NOTE: Skipping kernel installation since no kernel module package kmod-nvidia-545.23.06-4.18.0-513.5.1 for kernel version 4.18.0-513.5.1.el8_9 and NVIDIA driver 545.23.06 could be found
Error:
 Problem: problem with installed package kmod-nvidia-545.23.06-4.18.0-477.27.1-3:545.23.06-3.el8_8.x86_64
  - package kmod-nvidia-545.23.06-4.18.0-477.27.1-3:545.23.06-3.el8_8.x86_64 conflicts with kmod-nvidia-latest-dkms provided by kmod-nvidia-latest-dkms-3:545.23.06-1.el8.x86_64
  - conflicting requests
(try to add '--allowerasing' to command line to replace conflicting packages or '--skip-broken' to skip uninstallable packages or '--nobest' to use not only best candidate packages)

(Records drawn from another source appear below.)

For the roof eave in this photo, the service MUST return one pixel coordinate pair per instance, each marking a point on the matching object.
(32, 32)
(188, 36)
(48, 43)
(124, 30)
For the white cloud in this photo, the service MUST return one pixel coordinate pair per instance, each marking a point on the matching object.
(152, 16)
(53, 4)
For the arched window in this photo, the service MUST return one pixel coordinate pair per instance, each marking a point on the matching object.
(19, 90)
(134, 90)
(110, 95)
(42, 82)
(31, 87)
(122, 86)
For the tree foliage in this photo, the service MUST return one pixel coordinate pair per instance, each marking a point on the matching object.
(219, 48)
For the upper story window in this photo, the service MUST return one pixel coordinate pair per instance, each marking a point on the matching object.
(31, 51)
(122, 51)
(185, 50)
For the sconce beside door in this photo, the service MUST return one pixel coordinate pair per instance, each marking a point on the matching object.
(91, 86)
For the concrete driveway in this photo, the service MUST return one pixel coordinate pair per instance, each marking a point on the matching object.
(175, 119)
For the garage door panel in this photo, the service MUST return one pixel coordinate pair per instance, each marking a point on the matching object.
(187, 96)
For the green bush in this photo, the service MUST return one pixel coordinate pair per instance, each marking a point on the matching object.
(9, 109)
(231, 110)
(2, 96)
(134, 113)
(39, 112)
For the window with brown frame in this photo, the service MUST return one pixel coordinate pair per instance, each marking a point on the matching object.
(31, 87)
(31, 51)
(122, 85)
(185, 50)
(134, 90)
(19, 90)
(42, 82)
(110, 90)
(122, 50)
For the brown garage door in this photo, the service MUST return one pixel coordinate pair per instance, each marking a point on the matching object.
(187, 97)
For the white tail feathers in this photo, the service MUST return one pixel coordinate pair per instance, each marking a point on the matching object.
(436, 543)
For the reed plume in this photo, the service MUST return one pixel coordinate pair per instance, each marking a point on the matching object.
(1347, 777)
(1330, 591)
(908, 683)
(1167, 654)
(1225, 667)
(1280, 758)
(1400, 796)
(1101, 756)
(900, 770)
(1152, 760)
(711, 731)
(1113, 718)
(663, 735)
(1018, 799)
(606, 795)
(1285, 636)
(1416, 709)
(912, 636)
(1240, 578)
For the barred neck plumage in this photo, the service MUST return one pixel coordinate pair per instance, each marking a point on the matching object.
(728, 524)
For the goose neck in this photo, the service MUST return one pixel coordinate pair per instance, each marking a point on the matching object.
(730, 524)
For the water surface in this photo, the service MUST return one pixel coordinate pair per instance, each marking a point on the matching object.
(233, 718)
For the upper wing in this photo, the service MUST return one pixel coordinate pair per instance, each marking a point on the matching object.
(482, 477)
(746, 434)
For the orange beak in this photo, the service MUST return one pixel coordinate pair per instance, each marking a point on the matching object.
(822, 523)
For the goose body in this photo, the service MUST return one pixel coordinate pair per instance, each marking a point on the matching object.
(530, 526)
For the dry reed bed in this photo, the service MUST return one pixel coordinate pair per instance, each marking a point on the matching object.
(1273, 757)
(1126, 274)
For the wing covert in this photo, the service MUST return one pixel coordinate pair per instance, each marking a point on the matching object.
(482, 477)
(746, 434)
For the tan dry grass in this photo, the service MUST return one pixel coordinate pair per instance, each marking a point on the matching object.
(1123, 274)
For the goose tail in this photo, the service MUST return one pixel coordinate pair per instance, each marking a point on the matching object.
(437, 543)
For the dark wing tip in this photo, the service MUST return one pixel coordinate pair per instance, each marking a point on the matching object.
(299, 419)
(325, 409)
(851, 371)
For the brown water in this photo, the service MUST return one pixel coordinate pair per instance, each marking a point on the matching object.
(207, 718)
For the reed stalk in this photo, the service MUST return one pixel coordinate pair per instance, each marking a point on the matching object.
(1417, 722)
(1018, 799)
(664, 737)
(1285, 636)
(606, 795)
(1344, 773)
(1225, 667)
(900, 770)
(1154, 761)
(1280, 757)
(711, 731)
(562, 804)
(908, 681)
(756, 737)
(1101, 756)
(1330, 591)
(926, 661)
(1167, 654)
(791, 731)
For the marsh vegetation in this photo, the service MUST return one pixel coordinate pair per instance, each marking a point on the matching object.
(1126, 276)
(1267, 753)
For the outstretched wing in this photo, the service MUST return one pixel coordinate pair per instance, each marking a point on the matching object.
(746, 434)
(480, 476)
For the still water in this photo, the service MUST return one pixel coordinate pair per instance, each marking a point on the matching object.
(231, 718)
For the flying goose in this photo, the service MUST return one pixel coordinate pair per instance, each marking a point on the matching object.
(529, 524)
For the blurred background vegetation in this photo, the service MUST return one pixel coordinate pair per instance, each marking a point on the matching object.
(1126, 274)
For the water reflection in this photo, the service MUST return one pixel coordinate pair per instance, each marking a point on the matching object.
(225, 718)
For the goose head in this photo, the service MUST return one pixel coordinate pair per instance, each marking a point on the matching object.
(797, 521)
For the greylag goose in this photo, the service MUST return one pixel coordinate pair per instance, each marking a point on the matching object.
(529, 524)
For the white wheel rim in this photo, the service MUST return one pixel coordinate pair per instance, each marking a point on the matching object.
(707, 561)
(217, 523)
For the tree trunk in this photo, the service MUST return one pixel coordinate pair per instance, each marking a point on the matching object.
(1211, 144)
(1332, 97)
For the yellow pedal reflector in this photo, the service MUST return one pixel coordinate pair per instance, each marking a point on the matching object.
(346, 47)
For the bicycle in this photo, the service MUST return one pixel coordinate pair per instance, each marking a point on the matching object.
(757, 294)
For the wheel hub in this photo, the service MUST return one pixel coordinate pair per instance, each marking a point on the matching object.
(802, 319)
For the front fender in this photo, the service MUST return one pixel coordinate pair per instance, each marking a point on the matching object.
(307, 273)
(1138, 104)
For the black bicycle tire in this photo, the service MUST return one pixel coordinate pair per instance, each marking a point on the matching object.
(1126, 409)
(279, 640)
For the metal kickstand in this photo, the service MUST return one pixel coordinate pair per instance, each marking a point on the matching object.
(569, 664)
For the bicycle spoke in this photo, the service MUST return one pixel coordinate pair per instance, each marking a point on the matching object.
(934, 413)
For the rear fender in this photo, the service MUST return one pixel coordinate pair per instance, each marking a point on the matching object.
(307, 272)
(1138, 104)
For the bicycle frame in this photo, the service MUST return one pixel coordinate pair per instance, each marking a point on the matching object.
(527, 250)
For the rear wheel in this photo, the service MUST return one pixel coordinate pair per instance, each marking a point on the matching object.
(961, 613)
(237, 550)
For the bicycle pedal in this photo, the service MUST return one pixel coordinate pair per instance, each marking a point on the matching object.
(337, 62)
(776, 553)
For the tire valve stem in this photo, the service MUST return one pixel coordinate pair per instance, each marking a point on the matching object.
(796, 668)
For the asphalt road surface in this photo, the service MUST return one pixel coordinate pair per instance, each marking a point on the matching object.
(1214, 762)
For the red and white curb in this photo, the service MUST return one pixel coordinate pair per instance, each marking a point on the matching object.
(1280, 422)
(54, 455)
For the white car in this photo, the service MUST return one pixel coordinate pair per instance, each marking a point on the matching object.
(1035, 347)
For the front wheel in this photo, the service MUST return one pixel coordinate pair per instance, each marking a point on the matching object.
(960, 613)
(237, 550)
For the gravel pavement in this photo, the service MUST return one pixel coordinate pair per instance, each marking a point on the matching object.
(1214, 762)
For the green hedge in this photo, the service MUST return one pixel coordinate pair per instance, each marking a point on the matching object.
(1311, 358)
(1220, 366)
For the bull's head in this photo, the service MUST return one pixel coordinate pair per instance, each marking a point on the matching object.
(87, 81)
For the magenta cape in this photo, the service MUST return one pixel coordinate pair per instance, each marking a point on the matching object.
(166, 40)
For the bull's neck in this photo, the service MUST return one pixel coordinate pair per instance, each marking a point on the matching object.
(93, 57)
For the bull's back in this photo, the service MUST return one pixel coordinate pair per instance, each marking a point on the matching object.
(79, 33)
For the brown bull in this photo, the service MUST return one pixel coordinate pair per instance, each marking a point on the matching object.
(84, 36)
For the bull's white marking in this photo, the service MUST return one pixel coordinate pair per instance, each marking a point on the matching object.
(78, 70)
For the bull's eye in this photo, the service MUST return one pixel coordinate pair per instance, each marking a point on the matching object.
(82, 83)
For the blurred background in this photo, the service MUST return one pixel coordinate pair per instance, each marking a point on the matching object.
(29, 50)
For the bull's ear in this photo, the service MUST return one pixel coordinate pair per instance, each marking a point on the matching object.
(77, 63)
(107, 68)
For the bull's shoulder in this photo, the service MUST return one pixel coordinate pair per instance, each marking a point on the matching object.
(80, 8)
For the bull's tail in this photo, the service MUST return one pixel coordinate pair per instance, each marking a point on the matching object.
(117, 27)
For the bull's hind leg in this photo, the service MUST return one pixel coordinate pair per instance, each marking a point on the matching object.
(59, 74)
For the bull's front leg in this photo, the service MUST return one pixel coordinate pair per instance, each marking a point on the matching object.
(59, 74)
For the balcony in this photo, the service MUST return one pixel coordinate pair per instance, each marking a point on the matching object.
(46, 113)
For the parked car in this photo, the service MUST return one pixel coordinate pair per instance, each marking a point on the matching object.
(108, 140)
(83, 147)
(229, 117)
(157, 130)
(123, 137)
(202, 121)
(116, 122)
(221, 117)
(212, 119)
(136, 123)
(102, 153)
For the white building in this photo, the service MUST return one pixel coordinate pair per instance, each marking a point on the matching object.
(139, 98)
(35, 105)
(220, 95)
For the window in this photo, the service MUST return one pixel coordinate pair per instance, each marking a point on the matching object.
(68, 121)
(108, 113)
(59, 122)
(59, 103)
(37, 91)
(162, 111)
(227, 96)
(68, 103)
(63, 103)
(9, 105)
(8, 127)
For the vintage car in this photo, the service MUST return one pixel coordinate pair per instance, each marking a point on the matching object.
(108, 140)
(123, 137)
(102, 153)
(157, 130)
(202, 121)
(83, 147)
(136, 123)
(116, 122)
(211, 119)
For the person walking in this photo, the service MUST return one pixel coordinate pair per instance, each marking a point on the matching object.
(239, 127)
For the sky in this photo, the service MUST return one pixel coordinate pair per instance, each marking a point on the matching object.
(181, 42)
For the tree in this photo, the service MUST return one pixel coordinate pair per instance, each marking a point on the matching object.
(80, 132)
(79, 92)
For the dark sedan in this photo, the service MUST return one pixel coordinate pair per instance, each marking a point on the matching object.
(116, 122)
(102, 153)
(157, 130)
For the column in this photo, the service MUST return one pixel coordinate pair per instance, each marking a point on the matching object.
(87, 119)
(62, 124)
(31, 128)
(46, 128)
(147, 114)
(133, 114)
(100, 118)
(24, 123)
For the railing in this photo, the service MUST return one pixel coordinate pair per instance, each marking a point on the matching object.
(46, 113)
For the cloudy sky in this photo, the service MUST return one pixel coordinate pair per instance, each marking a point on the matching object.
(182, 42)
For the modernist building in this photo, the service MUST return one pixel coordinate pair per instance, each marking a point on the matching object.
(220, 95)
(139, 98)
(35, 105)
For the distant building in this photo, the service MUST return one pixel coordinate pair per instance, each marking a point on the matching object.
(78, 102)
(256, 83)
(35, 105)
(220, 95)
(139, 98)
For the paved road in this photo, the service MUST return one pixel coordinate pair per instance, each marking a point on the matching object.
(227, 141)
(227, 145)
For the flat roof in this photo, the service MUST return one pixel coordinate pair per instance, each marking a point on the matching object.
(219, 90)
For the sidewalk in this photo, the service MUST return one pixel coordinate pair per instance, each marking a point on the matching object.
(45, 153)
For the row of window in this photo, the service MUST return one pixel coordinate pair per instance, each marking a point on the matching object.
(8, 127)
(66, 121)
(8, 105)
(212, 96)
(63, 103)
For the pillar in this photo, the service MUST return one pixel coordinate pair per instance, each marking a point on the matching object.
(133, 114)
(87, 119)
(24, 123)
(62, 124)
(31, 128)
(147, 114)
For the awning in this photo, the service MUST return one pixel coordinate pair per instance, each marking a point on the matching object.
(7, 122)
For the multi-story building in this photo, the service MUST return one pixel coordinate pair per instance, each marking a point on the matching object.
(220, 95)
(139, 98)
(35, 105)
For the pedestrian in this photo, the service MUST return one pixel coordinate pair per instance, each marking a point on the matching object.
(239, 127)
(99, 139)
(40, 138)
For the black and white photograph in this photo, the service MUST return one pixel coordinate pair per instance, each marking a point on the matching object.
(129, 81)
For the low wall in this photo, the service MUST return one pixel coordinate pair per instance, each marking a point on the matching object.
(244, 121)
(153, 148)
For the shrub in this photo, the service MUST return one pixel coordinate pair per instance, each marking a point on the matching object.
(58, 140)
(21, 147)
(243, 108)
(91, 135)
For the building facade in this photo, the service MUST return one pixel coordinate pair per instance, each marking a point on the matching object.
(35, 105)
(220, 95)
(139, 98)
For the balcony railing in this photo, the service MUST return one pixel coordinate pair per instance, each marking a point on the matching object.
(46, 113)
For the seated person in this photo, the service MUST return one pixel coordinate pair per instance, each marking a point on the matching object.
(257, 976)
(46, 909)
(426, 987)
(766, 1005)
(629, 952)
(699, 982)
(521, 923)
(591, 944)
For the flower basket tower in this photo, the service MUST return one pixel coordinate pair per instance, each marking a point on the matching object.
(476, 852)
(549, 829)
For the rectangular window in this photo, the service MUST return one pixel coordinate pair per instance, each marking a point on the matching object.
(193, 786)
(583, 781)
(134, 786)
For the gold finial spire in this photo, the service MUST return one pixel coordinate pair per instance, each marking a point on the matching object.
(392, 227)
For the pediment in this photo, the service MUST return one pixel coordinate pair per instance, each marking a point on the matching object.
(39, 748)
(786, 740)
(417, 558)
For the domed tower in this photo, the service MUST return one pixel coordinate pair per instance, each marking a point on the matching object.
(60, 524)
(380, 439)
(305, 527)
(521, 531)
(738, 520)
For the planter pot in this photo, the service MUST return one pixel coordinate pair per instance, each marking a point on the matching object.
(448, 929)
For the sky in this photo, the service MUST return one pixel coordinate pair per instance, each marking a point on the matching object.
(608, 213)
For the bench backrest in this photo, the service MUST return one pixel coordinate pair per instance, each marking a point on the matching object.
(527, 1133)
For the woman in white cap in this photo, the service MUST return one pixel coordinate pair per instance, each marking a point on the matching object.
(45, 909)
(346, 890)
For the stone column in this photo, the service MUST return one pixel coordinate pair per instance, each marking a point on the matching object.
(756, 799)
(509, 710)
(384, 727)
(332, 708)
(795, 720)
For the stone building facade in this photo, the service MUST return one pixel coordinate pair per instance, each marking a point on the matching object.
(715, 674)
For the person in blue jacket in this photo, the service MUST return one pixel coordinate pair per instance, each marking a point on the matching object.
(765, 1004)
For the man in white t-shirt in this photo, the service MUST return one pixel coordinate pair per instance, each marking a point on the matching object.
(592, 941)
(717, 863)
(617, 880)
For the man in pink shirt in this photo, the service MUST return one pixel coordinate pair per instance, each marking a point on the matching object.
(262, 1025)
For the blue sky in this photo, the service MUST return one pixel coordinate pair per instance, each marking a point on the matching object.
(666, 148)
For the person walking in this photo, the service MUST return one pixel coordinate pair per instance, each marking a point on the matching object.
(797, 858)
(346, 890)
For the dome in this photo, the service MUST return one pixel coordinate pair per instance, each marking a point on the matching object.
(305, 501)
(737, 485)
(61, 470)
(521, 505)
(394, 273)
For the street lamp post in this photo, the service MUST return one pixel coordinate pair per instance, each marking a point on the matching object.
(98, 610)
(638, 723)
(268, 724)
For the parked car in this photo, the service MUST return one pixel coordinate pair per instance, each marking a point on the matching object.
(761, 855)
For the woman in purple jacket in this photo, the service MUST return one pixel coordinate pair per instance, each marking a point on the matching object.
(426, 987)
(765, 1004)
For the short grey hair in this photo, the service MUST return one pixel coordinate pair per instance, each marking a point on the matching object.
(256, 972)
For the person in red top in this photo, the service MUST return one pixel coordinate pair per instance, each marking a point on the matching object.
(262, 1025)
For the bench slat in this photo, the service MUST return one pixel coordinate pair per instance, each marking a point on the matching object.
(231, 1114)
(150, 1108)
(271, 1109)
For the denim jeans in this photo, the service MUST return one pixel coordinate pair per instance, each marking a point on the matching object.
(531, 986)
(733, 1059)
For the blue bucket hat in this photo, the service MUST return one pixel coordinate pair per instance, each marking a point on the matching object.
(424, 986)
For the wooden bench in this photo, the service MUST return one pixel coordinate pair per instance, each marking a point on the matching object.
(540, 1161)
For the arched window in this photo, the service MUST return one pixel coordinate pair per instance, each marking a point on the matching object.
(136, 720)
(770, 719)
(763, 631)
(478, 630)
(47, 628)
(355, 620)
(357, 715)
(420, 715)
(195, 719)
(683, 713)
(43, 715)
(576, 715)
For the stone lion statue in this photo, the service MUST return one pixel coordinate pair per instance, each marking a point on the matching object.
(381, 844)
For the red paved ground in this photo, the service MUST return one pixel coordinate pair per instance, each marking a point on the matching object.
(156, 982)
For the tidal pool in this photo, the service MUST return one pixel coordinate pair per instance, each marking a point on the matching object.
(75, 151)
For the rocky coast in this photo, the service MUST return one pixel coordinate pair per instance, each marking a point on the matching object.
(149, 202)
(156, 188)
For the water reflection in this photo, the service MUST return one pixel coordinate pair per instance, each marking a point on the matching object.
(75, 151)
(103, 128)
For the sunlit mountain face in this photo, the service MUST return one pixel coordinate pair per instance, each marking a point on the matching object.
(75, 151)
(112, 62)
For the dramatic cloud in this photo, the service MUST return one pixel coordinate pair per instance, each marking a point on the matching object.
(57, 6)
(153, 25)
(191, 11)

i add --allowerasing after i have this

dkms install nvidia/545.23.06
Module nvidia/545.23.06 already installed on kernel 4.18.0-477.27.1.el8_8.x86_64 (x86_64), skip. You may override by specifying --force.
ll /usr/src/
total 4
drwxr-xr-x  2 root root   35 Nov  9 09:52 annobin
drwxr-xr-x. 2 root root    6 Jun 21  2021 debug
drwxr-xr-x. 4 root root   78 Nov 15 08:07 kernels
drwxr-xr-x  8 root root 4096 Nov 15 10:25 nvidia-545.23.06

Meanwhile you switched from the initial dkms modules to precompiled modules, now back to dkms. The message

Module nvidia/545.23.06 already installed

tells that the driver should now work (after a reboot). Please check, otherwise create a new nvidia-bug-report.log

nvidia-bug-report.log.gz (76.8 KB)

Incompatible driver. Seems you’re inside a VM on a vGPU system. Please use the GRID driver for your vGPU version instead of the normal nvidia driver. Please uninstall any nvidia packages first.

yes i am in a VM. where can i found the GRID driver?

The GRID driver can be downloaded from the vGPU customer portal, where you (or the one that set up the host) acquired the vGPU software.

Thank you for your help. System teams send me the good driver and it works.

This topic was automatically closed 14 days after the last reply. New replies are no longer allowed.